Si l’importance financière de la City et l’efficacité des structures bancaires britanniques permettent à la livre sterling de conserver en partie un statut de monnaie internationale, les avantages que la Grande-Bretagne peut tirer de cette situation sont loin d’en compenser les coûts.

La suprématie de la livre sterling

Quand, en 1816, à l’issue des guerres napoléoniennes, la valeur de la livre fut fixée à 7,33072 grammes d’or fin, nul n’aurait pu imaginer que cette parité allait prévaloir pendant plus d’un siècle. Cette convertibilité sans failles n’est cependant pas suffisante pour expliquer le statut de monnaie internationale que la livre sterling aura jusqu’aux lendemains de la Première Guerre mondiale. On y voit plutôt le reflet de la prépondérance britannique tout au long du XIXe siècle.
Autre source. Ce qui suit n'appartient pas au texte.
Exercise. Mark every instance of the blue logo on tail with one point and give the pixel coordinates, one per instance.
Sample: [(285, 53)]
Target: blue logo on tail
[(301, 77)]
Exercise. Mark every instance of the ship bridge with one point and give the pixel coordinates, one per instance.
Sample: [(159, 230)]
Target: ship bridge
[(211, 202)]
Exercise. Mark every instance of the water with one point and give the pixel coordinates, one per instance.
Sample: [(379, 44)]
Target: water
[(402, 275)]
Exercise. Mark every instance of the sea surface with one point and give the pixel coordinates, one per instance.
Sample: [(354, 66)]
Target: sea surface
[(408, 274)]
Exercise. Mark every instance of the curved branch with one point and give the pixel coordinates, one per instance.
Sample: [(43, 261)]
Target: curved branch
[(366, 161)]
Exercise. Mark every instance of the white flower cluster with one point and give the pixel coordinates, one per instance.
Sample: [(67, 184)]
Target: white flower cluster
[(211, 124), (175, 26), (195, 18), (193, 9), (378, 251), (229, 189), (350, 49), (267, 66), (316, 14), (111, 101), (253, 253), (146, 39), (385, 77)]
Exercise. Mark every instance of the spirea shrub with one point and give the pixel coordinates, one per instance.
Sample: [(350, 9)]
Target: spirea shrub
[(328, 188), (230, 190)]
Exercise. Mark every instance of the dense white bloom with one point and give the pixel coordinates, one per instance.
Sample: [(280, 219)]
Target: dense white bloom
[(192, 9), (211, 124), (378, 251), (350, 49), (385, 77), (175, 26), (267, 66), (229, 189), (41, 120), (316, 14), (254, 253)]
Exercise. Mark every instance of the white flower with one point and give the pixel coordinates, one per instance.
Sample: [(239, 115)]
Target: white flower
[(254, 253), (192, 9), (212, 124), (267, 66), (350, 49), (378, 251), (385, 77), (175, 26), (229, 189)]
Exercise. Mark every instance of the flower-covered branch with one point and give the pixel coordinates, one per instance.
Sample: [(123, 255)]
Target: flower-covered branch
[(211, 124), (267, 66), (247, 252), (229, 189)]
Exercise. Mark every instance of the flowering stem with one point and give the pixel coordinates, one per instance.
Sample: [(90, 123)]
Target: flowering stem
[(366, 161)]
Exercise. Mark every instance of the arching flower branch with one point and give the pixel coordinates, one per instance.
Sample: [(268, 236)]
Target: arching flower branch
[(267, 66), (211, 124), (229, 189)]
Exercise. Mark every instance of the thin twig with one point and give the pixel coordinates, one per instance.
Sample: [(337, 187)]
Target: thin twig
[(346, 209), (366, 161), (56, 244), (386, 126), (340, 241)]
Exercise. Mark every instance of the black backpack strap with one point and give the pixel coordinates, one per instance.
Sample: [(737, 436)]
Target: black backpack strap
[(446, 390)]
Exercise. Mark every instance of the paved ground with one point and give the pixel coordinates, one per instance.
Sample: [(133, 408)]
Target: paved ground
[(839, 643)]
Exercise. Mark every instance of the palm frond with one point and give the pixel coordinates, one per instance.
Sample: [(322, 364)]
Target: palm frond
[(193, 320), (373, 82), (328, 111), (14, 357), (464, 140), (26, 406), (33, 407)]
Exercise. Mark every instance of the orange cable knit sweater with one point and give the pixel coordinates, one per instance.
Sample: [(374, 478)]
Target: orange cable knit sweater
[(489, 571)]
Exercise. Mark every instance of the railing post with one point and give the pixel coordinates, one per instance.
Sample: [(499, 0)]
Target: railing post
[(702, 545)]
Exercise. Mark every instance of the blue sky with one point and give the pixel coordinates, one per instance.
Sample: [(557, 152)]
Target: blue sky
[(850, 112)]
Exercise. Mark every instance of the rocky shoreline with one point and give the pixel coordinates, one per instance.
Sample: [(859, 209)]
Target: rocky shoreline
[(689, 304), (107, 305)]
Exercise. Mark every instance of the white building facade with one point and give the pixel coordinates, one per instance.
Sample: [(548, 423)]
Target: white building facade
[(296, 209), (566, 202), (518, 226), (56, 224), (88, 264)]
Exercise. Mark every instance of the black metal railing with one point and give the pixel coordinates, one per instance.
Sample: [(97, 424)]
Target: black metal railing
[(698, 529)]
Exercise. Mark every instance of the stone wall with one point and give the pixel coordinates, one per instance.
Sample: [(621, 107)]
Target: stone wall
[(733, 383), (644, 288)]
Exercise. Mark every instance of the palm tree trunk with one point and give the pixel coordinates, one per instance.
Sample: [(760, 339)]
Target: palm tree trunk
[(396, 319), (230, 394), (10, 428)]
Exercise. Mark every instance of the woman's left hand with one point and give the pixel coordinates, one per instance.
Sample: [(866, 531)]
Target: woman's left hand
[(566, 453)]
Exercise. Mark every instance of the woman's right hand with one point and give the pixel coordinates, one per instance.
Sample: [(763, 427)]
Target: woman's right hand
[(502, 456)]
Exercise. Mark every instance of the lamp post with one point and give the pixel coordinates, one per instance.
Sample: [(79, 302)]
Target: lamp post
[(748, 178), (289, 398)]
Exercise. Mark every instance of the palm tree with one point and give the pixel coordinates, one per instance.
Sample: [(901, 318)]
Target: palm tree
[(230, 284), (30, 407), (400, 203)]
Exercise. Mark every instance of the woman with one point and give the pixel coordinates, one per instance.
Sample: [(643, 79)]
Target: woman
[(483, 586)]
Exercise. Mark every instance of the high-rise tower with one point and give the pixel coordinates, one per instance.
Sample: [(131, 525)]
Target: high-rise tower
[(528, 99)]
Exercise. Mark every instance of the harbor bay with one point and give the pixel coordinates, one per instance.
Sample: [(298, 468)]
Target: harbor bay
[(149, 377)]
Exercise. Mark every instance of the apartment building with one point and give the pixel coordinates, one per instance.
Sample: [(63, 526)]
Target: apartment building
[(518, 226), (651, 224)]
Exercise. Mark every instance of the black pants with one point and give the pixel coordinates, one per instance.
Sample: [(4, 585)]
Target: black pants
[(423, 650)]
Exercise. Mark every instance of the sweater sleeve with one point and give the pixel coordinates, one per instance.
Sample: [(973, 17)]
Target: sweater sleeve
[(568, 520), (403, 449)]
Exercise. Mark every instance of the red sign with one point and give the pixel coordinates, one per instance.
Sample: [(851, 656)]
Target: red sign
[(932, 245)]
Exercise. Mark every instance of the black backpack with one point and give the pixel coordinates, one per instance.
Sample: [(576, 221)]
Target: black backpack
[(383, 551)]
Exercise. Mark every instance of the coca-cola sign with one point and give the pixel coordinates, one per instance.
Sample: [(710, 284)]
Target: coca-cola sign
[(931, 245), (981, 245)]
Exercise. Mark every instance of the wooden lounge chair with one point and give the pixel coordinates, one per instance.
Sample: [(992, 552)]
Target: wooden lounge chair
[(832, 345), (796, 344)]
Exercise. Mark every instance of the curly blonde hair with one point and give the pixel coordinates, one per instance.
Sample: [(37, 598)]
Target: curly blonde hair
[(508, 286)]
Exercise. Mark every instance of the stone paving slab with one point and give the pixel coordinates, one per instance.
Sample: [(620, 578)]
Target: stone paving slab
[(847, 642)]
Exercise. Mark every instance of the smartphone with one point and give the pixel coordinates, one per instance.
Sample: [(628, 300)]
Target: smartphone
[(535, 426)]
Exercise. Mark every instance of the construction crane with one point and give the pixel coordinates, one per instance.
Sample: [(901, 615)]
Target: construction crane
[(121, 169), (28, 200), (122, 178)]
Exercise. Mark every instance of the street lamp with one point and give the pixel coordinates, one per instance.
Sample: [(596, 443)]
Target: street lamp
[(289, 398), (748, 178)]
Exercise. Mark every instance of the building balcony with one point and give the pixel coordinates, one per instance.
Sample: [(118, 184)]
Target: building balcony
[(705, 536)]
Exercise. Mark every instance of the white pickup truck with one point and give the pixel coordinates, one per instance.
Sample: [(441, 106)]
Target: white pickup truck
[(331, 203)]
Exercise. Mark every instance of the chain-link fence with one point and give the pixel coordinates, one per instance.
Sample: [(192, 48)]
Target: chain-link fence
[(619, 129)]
Ayant effectué la première sa révolution industrielle, l’Angleterre atteint une position économique dominante, dès la fin du XVIIIe siècle. Pour satisfaire ses besoins d’importations, et faciliter les débouchés à son industrie, elle devient très vite, avec l’instauration du libre-échange, la première puissance commerciale; vers 1850 elle réalise le quart des exportations mondiales, vers 1875, elle absorbe plus du tiers des importations.
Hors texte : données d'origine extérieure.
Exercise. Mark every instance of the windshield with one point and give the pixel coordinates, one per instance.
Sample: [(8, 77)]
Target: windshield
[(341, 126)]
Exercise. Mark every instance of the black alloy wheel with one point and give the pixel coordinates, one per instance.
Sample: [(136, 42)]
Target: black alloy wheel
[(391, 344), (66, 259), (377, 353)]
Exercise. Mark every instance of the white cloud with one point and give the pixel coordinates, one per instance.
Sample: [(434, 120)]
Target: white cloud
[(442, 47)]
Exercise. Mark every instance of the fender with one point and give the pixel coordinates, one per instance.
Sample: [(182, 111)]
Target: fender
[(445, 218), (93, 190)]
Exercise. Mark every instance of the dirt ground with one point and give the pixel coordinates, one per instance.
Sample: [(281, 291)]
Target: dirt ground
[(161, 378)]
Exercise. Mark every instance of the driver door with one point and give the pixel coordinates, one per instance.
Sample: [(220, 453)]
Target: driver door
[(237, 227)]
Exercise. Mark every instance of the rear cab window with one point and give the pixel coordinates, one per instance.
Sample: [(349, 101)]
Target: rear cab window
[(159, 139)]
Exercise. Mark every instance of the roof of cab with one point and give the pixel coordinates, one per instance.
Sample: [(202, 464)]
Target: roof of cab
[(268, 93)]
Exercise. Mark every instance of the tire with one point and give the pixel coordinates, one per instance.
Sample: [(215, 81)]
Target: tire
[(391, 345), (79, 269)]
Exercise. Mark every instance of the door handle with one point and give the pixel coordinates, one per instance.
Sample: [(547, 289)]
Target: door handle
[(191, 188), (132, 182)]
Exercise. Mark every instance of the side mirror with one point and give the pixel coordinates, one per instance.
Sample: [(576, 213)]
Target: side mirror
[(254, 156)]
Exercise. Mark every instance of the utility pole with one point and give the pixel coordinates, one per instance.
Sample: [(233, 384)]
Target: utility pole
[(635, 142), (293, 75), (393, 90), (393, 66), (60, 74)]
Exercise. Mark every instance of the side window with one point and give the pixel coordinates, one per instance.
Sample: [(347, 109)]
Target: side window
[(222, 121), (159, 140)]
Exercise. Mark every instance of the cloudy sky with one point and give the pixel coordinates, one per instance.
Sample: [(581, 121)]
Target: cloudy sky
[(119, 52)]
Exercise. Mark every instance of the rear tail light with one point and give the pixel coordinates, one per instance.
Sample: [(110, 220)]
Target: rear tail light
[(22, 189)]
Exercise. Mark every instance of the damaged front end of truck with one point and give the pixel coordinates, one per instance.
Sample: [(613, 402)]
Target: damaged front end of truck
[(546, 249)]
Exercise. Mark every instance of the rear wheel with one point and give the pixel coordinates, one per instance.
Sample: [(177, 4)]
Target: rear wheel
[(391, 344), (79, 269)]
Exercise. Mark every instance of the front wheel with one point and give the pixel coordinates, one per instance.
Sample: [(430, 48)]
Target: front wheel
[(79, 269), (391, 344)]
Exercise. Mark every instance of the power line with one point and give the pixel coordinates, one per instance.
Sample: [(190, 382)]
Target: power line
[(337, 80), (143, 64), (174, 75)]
Sur cette base considérable vont venir se greffer trois éléments. En premier lieu, Londres offre tout un ensemble de services indispensables à la réalisation des transactions internationales et auxquels tous les pays auront recours. Les marchés de matières premières, des frets, des assurances fonctionnent dans la City, et un système bancaire très sophistiqué, qui a généralisé très tôt les techniques de l’escompte et de l’acceptation, permet le financement des opérations commerciales tout en garantissant leur règlement. Une intense activité de transit par les entrepôts de Londres s’instaure et la livre sterling devient par nécessité la monnaie d’expression du prix international des marchandises. Elle est également la monnaie de règlements, d’autant que l’on peut, sans aucune difficulté, acquérir n’importe quelle autre monnaie en contrepartie de livres sterling sur le marché des changes de la capitale anglaise. En deuxième lieu, l’Angleterre devient, dans la seconde moitié du XIXe siècle, un exportateur net de capitaux qui serviront à financer non seulement le commerce mondial, mais aussi les investissements productifs dans de nombreux pays. Offrant, par ailleurs, les meilleures possibilités de placements, elle attire tous les capitaux en mal d’utilisation. Enfin, une partie du monde se trouve sous la dépendance directe de l’Angleterre et, dès 1825, une ordonnance de la Trésorerie crée, dans les pays de l’Empire, des Currency Boards chargés de l’échange à parité fixe des monnaies locales contre des livres.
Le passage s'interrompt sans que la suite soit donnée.